Les consommateurs devront encore et toujours s’y faire. Lorsqu’ils achètent un iPhone ou un Samsung offrant plus de 64 Go d’espace de stockage, ils doivent déjà supporter une taxe de 14 euros perçue par les industries culturelles, mais en plus, ces montants sont majorés de 20 % pour tenir compte de la taxe sur la valeur ajoutée (TVA). Pour rappel, cette redevance pour copie privée (RCP) est destinée à compenser la liberté offerte à chacun de réaliser des copies de fichiers protégés, comme des films ou des musiques, sans l’autorisation préalable des ayants droit. Rien qu’en 2023, la manne a rapporté à la filière près de 240 millions d’euros. Et encore, l’année a été terne, loin du faste des années précédentes où les prélèvements ont frôlé les 290 millions d’euros. Sur ce butin, l’État a aussi un intérêt direct. Certes, entre ayants droit, les flux sont désormais répartis sans TVA, mais la redevance copie privée reste toujours incluse dans cette assiette s’agissant des supports et appareils vendus aux acheteurs finaux. C’est ce que nous confirme Bercy, suite à la publication le 9 octobre dernier d’un commentaire administratif au bulletin officiel des finances publiques (BOFIP).

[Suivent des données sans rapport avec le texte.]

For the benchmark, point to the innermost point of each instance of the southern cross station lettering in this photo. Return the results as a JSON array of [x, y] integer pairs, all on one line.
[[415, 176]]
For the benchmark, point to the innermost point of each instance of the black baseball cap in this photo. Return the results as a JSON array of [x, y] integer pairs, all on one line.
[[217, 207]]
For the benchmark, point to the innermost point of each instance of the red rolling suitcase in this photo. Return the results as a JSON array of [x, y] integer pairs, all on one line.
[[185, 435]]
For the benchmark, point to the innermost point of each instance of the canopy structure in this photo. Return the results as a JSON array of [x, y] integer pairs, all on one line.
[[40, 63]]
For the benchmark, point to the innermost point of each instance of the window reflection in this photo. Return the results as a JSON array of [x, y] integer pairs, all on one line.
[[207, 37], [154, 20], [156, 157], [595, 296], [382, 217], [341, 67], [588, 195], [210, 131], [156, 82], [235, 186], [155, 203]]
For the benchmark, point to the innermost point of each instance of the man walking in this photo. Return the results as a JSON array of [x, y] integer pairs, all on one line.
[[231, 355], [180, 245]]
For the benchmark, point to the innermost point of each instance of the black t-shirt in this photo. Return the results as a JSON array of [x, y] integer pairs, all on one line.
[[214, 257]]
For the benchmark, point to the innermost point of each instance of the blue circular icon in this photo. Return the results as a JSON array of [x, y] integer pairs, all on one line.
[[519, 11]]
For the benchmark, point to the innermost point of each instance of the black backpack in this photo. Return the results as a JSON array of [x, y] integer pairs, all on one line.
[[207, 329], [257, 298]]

Les fonctionnaires de la direction générale des finances publiques (DGFIP) du ministère ont pris leur temps puisque leur note revient sur l’arrêt dit « SAWP » rendu par la Cour de justice de l’Union européenne le 18 janvier… 2017. Le dossier concernait la fiscalité de la copie privée en Pologne, mais le contexte est similaire à celui de la France, où les opérations de collectes et de répartitions font intervenir plusieurs acteurs : Copie France, la société de gestion collective des ayants droit, redistribue aux créateurs les sommes versées par les importateurs et des fabricants pour chaque appareil ou support d’enregistrement. Ces primo-débiteurs peuvent ensuite répercuter ces montants sur le dos des grossistes, lesquels se retournent sur les distributeurs qui, en bout de chaîne, refacturent la taxe copie privée aux clients finaux.
Pour la première séquence, celle de la répartition, les juges européens ont estimé que les ayants droit n’effectuent jamais de « prestation de services » au profit des fabricants et des importateurs lorsqu’ils touchent la taxe copie privée. Ces flux financiers ne sont en effet pas « la contre-valeur directe d’une quelconque prestation », mais la compensation du préjudice résultant des copies d’œuvres pouvant être réalisées sans leur autorisation par les particuliers. De cet arrêt, la DGFIP en a très officiellement déduit que la taxe pour copie privée « présente un caractère indemnitaire et, partant, ne doit pas être soumise à la TVA lors de [son] versement aux titulaires du droit de reproduction ». Concrètement, quand Copie France redistribue près de 300 millions d’euros au monde de la culture, ces sommes sont donc hors champ de la TVA. « Nous en avions eu confirmation par le service de la législation fiscale à Bercy en juin 2018, se souvient Copie France, contactée par l’Informé, donc nous n’avons plus facturé de TVA à compter du 1er juillet 2018 ».
Mais la situation est différente pour les autres maillons, ceux concernant les refacturations : cette fois la taxe copie privée reste soumise à la TVA. « L’arrêt SAWP n’emporte aucune conséquence sur les règles de TVA en vigueur » nous indique fermement la DGFIP. La redevance copie privée, « en tant que partie intégrante de la base d’imposition de ces ventes, est donc soumise à la taxe sur la valeur ajoutée au taux applicable au support d’enregistrement, soit 20 % ». L’explication se trouve dans une disposition du Code général des impôts (le 1° du I de l’article 267), transposant en droit interne un article de la directive TVA de 2006, selon laquelle doivent être compris dans la base d’imposition, tous « les impôts, taxes, droits et prélèvements de toute nature à l’exception de la TVA elle-même ». Si la redevance copie privée existe depuis 1985, rien que sur les dix dernières années, les ayants droit ont collecté 2,951 milliards d’euros de copie privée. Une manne sur laquelle l’État a pu engranger pas loin de 600 millions d’euros de TVA (déductibles pour les acheteurs professionnels).